9 Responses to “bikes baulked, behemoth becalmed”

  1. Helen Says:

    LES GATES: It was some 34 foot in length alone and it stood 18 foot high to the top without the crane. When it first left Melbourne, all up it was carrying something like 4,000-odd gallons of fuel. It didn’t fuel for the three years. It carried so much. It carried over 700 gallons of water just for domestic use so it carried all of its own stuff. They virtually had to take everything with them. They had their own chooks on board on top of their trailers because it wasn’t loaded with freight. Their sleeping quarters were on top of the trailers.”

    Howl’s Moving Castle, anybody?!

  2. Bin the bike ban! » Blog Archive » Discussion Says:

    [...] bikes baulked, behemoth becalmed – blog by David Tiley [...]

  3. ej Says:

    The bicycle prohibition is a defining moment.
    Victorian Labor as brainless, clueless, cowardly, unprincipled, etc, etc.
    As for Bicycle Victoria’s sell-out …
    Is it time for massive civil disobedience? Bicycles by their thousands crammed onto the trains?
    Note an Age letter writer, who asked why COnnex couldn’t put on an extra carriage. Jeezus. what kind of irrational thinking is that?
    Who are the fuckwits that run Connex anyhow? Can they be dragged into the light of day and exposed to the long-suffering commuter public?

  4. Mark Says:

    “Our overburdened and privatised local train service carries bicycles for free, while cyclists are actively discouraged from putting treadlies on the train in peak hour.”

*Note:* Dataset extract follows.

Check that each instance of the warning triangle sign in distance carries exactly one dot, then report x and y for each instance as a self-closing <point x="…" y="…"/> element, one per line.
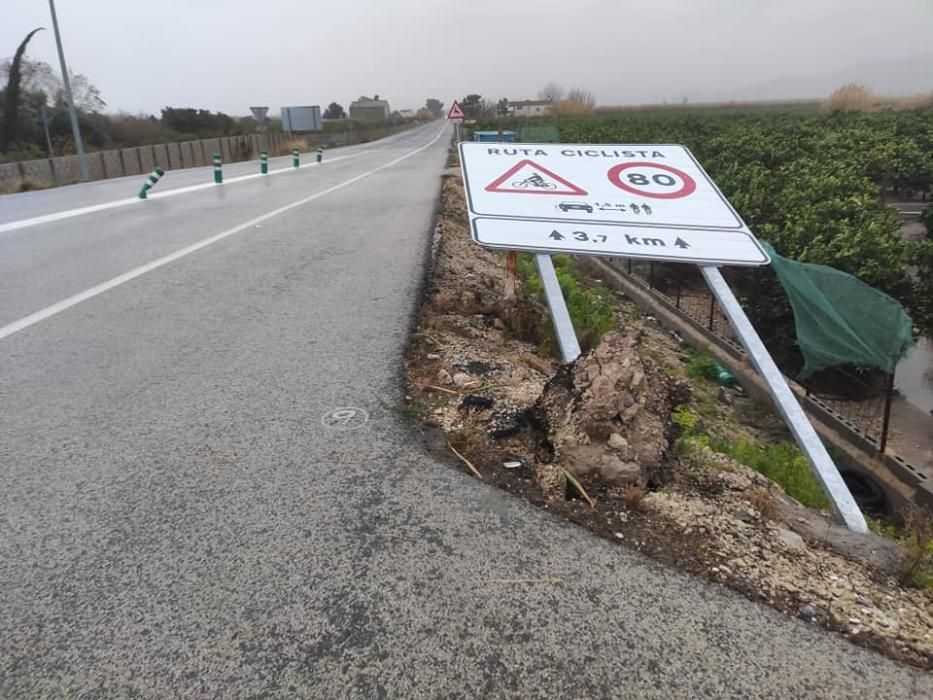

    There was a time when cyclists had to pay for an extra ticket to carry their bikes on the train during peak hour – the same was for surf boards, I think. Hasn’t this still been in place? So really, cyclists had a double charge for a while there.

    I agree that the ban on bikes during peak hour is a debacle. If anything, it signals further evidence of Premier John Brumby’s reputed lack of commitment to environmental concerns or principles – first the Bay dredging, then putting the kibosh on the car free day for Melbourne, now a ban on bikes on peak-hour trains! So unfortunately only one of many such moments.

    I was not convinced that Lyn Kosky was committed to making public transport work for all of us when she was appointed to this portfolio after the post-Bracks reshuffle. This does suggest we have reason to be disappointed in her. Compared with efforts made elsewhere (car free days in many European cities, bike carriers on Brisbane transit buses), this economic-growth obsessed Labor government is too short-sighted and, I’d have to agree with ej here, clueless.

    I wouldn’t be surprised if the nextcritical mass heads for a peak hour train. And, to support more sustainable transport options, not fewer, I would support them!

  5. barista Says:

    There has been a temporary ban on the ban, as The Age editorialises against it, and runs an article suggesting there is enough space on rural trains. Now just watch our public servants rush to hide the dumb deal which is at the heart of the debacle.

  6. Kent Says:

    “There was a time when cyclists had to pay for an extra ticket to carry their bikes on the train during peak hour”

    We have to do that in S.A. Bikes are only free during off-peak (9am-3pm) and weekends.

  7. barista Says:

    When I used to carry my bike on the train in the UK, the ticket was for bicycles, children and dogs.

    I wish I had kept one of them now – such a quaint relic of something so completely unaustralian. Mind you, our pooch hurls so much fur around in summer she makes herself sneeze, let alone a crowded carriage on the 8.10 from Upway.

  8. Evil Steve Says:

    i’m waiting with bated breath for the extension to prams, shopping trolleys, oversized boxes and large people. i’m going a bit blue

  9. Greg Says:

    I believe Sydney’s CityRail requires bicyclists to buy a half-fare ticket for their bikes, but given that they then take up a substantial amount of carriage space, full-fare or maybe a special freight rate (which I’m happy to see applied to giant prams and cartons) would make more sense, if only during peak hours. I’m not going to be too sympathetic to the bike riders: you’ve got a bike; pedal, use some of the bike lanes we’re paying for you to use.